God so that Noah was blameless among the people of his time and told Noah that He was going to send a great flood that will destroy everything on earth - God wanted to start over.  

He told Noah to build an Ark from Cypress wood.  God gave Noah the measurements for the ark - 440×72×43 ft (that is about 4x the size of the church).  He told Noah to fill the ark with two of all living creatures with enough food to feed them.  

God said that He will establish a covenant with Noah and every living being on the ark.  So Noah went into the ark, taking seven pairs of all clean animals and seven pairs of every bird and one pair of every unclean animal.  

After seven days it started raining for forty days and forty nights.  The waters flooded the earth for 150 days and every breathing creature on earth perished.  The ark floated on the waters until on 7 July (7th day of the 7th month) the ark came to rest on the mountains of Ararat (Georgia today).  

For forty days the ark sat on Ararat and then God told Noah to open the window of the ark and sent out a raven.  The raven kept flying because there was nowhere to land.  He, then sent a dove, but the dove returned because it too could not find a place to land.  After seven days, Noah sent out the dove again and it returned that night with an olive branch in its beak.  After seven more days, Noah sent out the dove again and it did not return.  

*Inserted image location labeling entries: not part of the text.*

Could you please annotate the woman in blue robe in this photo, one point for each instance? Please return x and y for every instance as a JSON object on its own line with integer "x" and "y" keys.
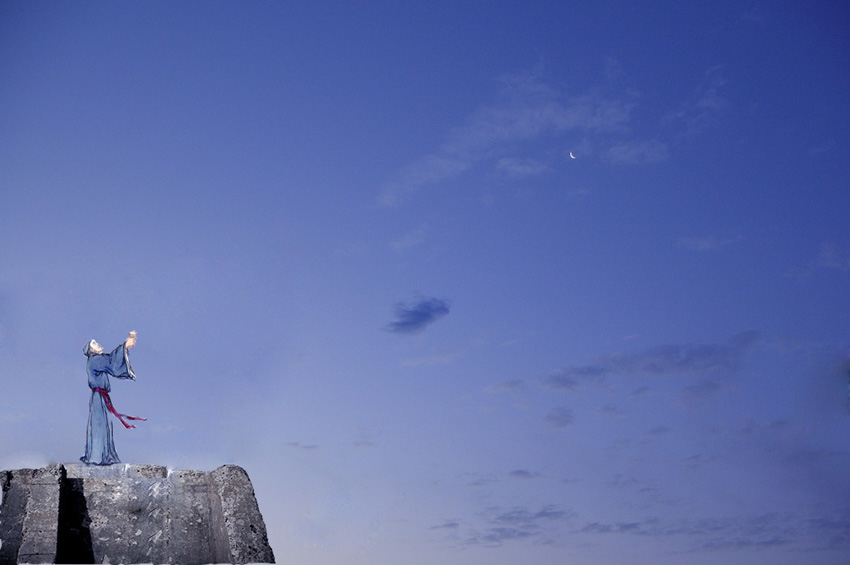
{"x": 100, "y": 448}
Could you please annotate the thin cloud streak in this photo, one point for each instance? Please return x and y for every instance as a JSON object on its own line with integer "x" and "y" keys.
{"x": 661, "y": 361}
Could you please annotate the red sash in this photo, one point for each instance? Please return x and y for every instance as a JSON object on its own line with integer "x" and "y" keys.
{"x": 111, "y": 408}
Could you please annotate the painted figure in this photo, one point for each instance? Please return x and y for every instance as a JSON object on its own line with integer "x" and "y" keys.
{"x": 100, "y": 447}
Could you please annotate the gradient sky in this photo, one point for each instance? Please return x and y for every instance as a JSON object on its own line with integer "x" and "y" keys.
{"x": 363, "y": 264}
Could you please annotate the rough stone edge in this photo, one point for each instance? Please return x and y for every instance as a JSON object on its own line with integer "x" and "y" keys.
{"x": 249, "y": 543}
{"x": 15, "y": 485}
{"x": 41, "y": 522}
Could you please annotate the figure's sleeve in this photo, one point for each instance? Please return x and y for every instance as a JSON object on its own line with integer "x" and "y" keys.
{"x": 119, "y": 364}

Noah then knew that the waters receded.  God told Noah to come out of the ark with all the living beings with him.   Noah built an altar for God to thank Him for saving them.  God told Noah:  “As for you, be fruitful and increase in number; multiply on the earth and increase upon it.” (Sound familiar?)

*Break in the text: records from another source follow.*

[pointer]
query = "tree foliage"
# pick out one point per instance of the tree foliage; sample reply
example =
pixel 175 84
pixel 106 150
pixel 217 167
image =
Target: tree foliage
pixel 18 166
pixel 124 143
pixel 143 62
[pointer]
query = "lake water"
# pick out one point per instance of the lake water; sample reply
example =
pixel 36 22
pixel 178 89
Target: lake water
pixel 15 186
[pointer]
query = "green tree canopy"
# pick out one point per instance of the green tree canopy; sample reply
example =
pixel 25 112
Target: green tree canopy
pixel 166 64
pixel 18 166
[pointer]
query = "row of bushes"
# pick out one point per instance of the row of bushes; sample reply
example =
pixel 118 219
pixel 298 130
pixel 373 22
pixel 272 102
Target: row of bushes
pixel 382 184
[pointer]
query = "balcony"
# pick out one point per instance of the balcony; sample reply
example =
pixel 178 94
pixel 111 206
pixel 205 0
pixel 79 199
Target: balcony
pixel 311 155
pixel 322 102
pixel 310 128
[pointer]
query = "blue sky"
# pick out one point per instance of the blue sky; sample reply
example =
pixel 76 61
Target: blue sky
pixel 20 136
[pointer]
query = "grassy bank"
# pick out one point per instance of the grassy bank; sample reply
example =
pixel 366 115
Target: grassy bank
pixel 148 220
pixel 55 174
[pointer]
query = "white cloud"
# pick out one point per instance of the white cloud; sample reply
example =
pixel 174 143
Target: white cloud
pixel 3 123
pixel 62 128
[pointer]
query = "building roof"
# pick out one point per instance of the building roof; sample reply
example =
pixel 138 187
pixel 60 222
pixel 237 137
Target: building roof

God made a covenant (pact) with Noah, that He will never again wipe out all living creatures with a flood.  As a sign of this covenant, God gave his rainbow in the sky.  

Whenever we see a rainbow today, we can remember that God cares for us an that wants us to succeed in living our lives as He intended us to live when He made us.

 

Scripture Reading: Genesis 9: 8 - 17 (NIV)

Then God said to Noah and to his sons with him: 9“I now establish my covenant with you and with your descendants after you 10and with every living creature that was with you—the birds, the livestock and all the wild animals, all those that came out of the ark with you—every living creature on earth. 11I establish my covenant with you: Never again will all life be destroyed by the waters of a flood; never again will there be a flood to destroy the earth.”

12And God said, “This is the sign of the covenant I am making between me and you and every living creature with you, a covenant for all generations to come: 13I have set my rainbow in the clouds, and it will be the sign of the covenant between me and the earth. 14Whenever I bring clouds over the earth and the rainbow appears in the clouds, 15I will remember my covenant between me and you and all living creatures of every kind. Never again will the waters become a flood to destroy all life. 16Whenever the rainbow appears in the clouds, I will see it and remember the everlasting covenant between God and all living creatures of every kind on the earth.”

17So God said to Noah, “This is the sign of the covenant I have established between me and all life on the earth.”

 

Message: Tell a Bible Story (Part 1 of 3) - Noah’s Ark

Hard Questions

We sometime shy away from telling stories of the Bible because we don’t feel up to the task of answering the questions that arise from them

And in the story of Noah’s Ark there are certainly some tough questions that arise:

Why did God want to wipe out the whole earth?  Surely there must have been another way to address the corruptness of the earth?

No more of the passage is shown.